FCC pushes carriers to implement caller ID authentication by 2019 - blululu
https://www.engadget.com/2018/11/06/fcc-caller-id-authentication-2019/
======
technofiend
_STIR and SHAKEN use digital certificates, based on common public key
cryptography techniques, to ensure the calling number of a telephone call is
secure. Each telephone service provider obtains their digital certificate from
a certificate authority who is a trusted authority. The certificate technology
enables the called party to verify that the calling number is accurate and has
not been spoofed._

The problem is there's still the opportunity for corrupt CAs to sign
"legitimate" phone numbers for illegitimate purposes and for that matter for
spammers to simply sign up for new phone numbers as fast as they can get them.
This doesn't stop Totally Legit Homeopath Enterprises from still calling me
every 5 mins even if the caller ID reads "TLH, INC." which will mean nothing
to me.

Much like many people simply block IP traffic regionally, we'll end up with
the same for telephony and block all numbers from corrupt CAs. With rare
exception I don't need people calling me from land lines any more - almost all
phone calls are cell to cell. And on a cell phone there are plenty of
opportunities for our phones to handshake and establish an out of band trust.

Frankly I think at some point this problem will be solved or at least
mitigated for cell phones and land lines will die a slow terrible death. In
fact when Apple, Google or Signal/Whatsapp/whatever solve this I predict a
mass exodus to the app or platform that whitelists trusted callers only.
Although with Whatsapp that "trusted" will be in air quotes as I'm sure
advertisers will have the ability to purchase their way past a block.

Regardless, I have zero sympathy in all this for phone companies as they've
done nothing to solve the problem.

Are you listening, Google? Want to make Duo happen? Whitelisted + trusted
callers only.
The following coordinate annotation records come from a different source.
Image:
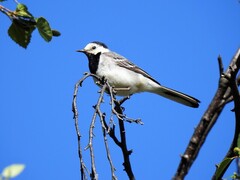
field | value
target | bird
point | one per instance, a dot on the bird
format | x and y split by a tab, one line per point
127	78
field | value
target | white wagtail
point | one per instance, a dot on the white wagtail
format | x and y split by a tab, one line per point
125	77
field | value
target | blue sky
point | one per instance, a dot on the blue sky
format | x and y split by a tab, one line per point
177	42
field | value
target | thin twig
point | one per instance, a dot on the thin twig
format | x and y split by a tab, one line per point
104	129
94	174
208	119
83	168
236	99
126	153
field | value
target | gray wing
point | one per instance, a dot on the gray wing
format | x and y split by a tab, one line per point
125	63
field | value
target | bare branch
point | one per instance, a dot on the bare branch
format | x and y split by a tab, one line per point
236	99
83	168
209	118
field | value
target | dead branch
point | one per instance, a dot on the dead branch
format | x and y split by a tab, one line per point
117	110
209	118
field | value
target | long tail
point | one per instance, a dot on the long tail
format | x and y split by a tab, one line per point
177	96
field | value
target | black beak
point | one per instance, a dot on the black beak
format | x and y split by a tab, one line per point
81	50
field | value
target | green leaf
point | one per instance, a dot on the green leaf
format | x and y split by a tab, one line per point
44	29
222	166
21	35
13	170
22	10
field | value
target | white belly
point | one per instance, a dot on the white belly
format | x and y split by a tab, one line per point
128	81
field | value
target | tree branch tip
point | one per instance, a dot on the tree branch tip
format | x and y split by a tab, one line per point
130	152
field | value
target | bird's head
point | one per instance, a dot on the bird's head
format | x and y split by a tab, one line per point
94	48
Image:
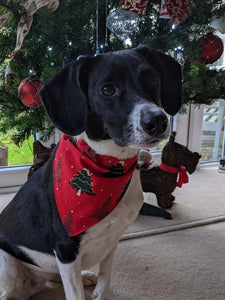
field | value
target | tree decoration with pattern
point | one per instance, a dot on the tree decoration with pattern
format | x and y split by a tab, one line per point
83	183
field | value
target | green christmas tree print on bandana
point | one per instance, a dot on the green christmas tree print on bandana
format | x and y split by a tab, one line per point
83	183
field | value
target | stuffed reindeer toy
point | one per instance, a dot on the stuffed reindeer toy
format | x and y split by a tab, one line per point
162	179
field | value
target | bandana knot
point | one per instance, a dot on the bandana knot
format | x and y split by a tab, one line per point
183	176
87	186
Otherwise Duo will be the next Google+.

------
bradknowles
Of course, the FCC would insist on this by 2019 -- they wouldn't want anything
to interfere with the election hijacking.

Only after the election will they make sure to close the barn door -- after
the horse has left, the barn has burned down, and the entire planet has turned
to ash.

------
DoofusOfDeath
I wonder if it's coincidence that I'm only learning of this the day of U.S.
mid-term elections.